Indexing GenBank, EMBL updates, PIR and NRL3D
We include programs to create indexes for the above libraries. See below and
the README file in indexseqlibs. The programs can read all the above libraries
once the indexes are created. The indexing programs index the data in its
distributed form: WE DO NOT REFORMAT OR COPY THE LIBRARIES but simply create
indexes to the original files. Obviously this saves a lot of disk space, and
for those content to use only embl and swissprot from the cdrom, almost no disk
space is required. We havent tried it yet, but for genbank on cdrom, the only
extra disk space required would be for the indexes.

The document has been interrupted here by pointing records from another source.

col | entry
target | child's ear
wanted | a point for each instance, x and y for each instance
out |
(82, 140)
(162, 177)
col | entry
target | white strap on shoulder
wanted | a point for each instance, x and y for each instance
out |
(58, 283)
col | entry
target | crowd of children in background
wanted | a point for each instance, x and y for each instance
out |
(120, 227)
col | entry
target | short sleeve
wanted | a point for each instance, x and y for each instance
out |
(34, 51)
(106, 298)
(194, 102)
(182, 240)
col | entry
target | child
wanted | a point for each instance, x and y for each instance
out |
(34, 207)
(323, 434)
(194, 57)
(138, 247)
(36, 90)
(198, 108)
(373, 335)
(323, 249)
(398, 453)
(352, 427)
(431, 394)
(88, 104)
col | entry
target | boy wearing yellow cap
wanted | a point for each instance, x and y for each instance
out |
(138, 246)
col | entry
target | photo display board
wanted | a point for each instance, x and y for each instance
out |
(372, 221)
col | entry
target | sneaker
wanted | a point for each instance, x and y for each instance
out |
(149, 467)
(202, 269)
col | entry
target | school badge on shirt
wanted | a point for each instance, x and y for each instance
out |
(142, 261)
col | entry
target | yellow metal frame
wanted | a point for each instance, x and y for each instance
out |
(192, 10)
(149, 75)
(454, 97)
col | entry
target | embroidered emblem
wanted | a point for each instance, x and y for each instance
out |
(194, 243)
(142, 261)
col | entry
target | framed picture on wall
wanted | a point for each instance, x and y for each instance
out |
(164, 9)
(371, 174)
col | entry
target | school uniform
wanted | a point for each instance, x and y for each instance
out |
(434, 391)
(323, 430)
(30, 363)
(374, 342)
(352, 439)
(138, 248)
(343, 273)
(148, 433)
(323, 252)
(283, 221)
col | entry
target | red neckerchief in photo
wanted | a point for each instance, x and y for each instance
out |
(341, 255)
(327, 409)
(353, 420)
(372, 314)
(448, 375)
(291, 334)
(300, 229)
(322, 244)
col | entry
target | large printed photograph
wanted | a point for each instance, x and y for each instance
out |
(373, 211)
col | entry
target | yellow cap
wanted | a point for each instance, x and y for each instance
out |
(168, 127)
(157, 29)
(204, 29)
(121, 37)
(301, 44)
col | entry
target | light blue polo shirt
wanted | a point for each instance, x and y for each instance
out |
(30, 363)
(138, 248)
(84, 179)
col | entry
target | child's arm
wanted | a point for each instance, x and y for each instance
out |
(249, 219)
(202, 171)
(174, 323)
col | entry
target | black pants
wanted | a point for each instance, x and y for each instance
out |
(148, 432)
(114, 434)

---------------------------------------------------------------------------
Section II Details of file organisation and use
-----------------------------------------------
The following strategy has been used to try to deal with alternate
and changing sequence library formats.
1) libraries are described at several levels:
a) the top level file is a list of available libraries which contains:
the library type, the name of the file containing the name of
each libraries individual files, and the prompt to appear on
the users screen: LTYPE LOGNAM PROMPT
b) the file containing the names of the libraries individual files
contains flags to define the file types: FTYPE LOGNAM
c) the individual library files
2) libary types handled:
a) EMBL/SWISSPROT in distributed format with cdrom index format
LTYPE = 'A'
b) GenBank in distributed format with cdrom index format LTYPE = 'C'
c) PIR/NRL3D in CODATA format with cdrom index format LTYPE = 'B'
d) PIR/NBRF .seq files can be read sequentially as "personal files
in PIR format" and do not appear in the list of available libraries.

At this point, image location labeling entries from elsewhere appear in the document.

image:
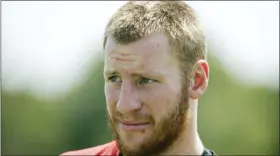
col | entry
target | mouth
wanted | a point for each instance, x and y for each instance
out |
(133, 126)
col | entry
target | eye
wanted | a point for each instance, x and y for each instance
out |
(115, 79)
(146, 80)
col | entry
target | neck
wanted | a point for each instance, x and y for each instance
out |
(188, 143)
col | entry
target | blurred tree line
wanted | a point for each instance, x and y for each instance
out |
(233, 118)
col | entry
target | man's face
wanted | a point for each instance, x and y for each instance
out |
(146, 100)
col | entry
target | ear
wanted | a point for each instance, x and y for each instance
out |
(199, 79)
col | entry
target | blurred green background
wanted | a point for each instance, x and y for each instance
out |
(234, 118)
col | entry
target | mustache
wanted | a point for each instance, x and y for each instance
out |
(117, 116)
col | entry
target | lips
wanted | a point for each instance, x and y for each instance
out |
(133, 126)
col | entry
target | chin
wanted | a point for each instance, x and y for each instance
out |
(132, 141)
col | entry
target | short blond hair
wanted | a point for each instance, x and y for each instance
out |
(137, 19)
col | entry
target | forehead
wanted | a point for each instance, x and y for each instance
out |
(149, 54)
(155, 44)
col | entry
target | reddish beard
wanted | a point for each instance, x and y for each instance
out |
(167, 131)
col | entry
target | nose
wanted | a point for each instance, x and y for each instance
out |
(128, 101)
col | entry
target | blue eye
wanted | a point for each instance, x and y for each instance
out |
(114, 79)
(146, 80)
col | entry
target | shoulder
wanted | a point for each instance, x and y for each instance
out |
(105, 149)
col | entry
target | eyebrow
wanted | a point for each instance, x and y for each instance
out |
(136, 74)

e) FASTA format files can be read sequentially as "personal files
in FASTA format" and do not appear in the list of available
libraries.
3) EMBL, SWISSPROT and other libraries for which EMBL-style indexes have been
created
current file types:
A division.lookup
B entryname.index
C accession.target
D accession.hits
E brief description
F freetext.target
G freetext.hits
H author.target
I author.hits
Library list
level 1
|
|
-----------------------------------------------------------
| | |
lib 1 file list lib 2 file list lib 3 file list
level 2
| |
-------- ---------
level 3
file 1 file 1
file 2 file 2
. .
file n file n
---------------------------------------------------------------------------
Example
-------
Level 1
File name: sequence.libs
Environment variable: SEQUENCELIBRARIES
Contents:
A EMBLFILES EMBL nucleotide library ! in cdrom format
C GENBFILES GenBank nucleotide library!
A SWISSFILES SWISSPROT protein library! in cdrom format
B PIRFILES PIR protein library!
B NRL3DFILES NRL3D protein library!
Notes:
The libraries have types A,B,C. The logical names are EMBLLIBDESCRP and
SWISSLIBDESCRP, etc and the prompts are 'EMBL nucleotide library' and
'SWISSPROT protein library', etc. Anything to the right of a ! is a comment.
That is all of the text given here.